Selective Production of Hydrogen for Fuel Cells Via Oxidative Steam Reforming of Methanol Over CuZnAl Oxide Catalysts: Effect of Substitution of Zirconium and Cerium on the Catalytic Performance

H2 fuel, for fuel cells, is traditionally produced from methanol by the endothermic steam reforming of methanol (SRM). Partial oxidation of methanol (POM), which is highly exothermic, has also been suggested as a route to extract H2 from methanol. In both these reactions a considerable amount of CO is produced as a byproduct, which is a poison to the Pt anode of the fuel cell. A combined steam reforming and partial oxidation of methanol, which has been termed “oxidative steam reforming of methanol” (OSRM), reported recently is considered to be more efficient and convenient for the selective production of H2 at a relatively low temperature. The catalysts used in the OSRM reaction were CuZnAl mixed oxides derived from hydroxycarbonate precursors containing hydrotalcite (HT)-like layered double hydroxides (LDHs)/aurichalcite phases.
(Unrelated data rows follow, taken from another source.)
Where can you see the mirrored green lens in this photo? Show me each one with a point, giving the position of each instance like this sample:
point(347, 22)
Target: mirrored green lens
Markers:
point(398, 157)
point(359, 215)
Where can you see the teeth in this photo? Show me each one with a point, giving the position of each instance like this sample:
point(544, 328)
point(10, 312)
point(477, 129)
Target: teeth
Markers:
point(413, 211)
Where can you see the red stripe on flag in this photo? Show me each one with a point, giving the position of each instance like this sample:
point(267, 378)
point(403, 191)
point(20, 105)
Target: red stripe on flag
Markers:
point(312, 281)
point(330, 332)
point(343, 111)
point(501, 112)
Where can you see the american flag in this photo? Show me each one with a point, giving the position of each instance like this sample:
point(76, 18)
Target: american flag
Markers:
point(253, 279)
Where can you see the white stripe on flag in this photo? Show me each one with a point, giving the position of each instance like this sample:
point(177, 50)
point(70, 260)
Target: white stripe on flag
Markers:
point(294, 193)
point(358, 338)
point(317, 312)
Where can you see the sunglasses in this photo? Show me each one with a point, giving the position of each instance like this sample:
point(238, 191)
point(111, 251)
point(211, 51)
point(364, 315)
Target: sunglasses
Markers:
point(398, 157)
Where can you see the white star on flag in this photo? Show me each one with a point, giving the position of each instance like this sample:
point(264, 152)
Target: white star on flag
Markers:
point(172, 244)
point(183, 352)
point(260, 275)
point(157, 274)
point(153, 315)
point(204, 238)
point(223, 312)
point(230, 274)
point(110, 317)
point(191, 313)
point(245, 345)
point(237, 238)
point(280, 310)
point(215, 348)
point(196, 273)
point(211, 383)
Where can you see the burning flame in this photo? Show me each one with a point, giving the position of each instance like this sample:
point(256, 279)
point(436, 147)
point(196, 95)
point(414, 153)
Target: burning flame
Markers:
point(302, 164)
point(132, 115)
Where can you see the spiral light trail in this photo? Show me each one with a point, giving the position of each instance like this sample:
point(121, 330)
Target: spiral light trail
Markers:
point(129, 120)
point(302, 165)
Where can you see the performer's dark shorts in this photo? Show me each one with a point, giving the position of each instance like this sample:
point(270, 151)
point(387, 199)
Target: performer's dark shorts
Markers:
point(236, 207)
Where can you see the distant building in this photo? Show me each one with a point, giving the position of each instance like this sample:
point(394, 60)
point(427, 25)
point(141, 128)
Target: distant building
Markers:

Substitution of Zr for Al in the CuZnAl oxide system was found to improve the catalytic performance. In the present study, the role of added Zr was investigated in detail by employing spectroscopic methods such as X-ray diffraction (XRD), temperature-programmed reduction (TPR), electron paramagnetic resonance (EPR) spectroscopy, X-ray photoelectron spectroscopy (XPS) and X-ray induced Auger electron spectroscopy (AES). The detailed spectroscopic studies revealed that substitution of Zr for Al improved the reducibility and dispersion of copper species due to the operation of a synergistic interaction between copper and zirconium as a consequence of the formation of a “Cu2+-O-Zr4+-O-” solid solution. The higher catalytic performance of CuZn-based catalysts containing Zr in the OSRM reaction was attributed to the ease of reducibility and enhanced dispersion of copper particles on the support. The substitution of Ce in the CuZnAl system, on the other hand, did not alter the catalytic performance greatly.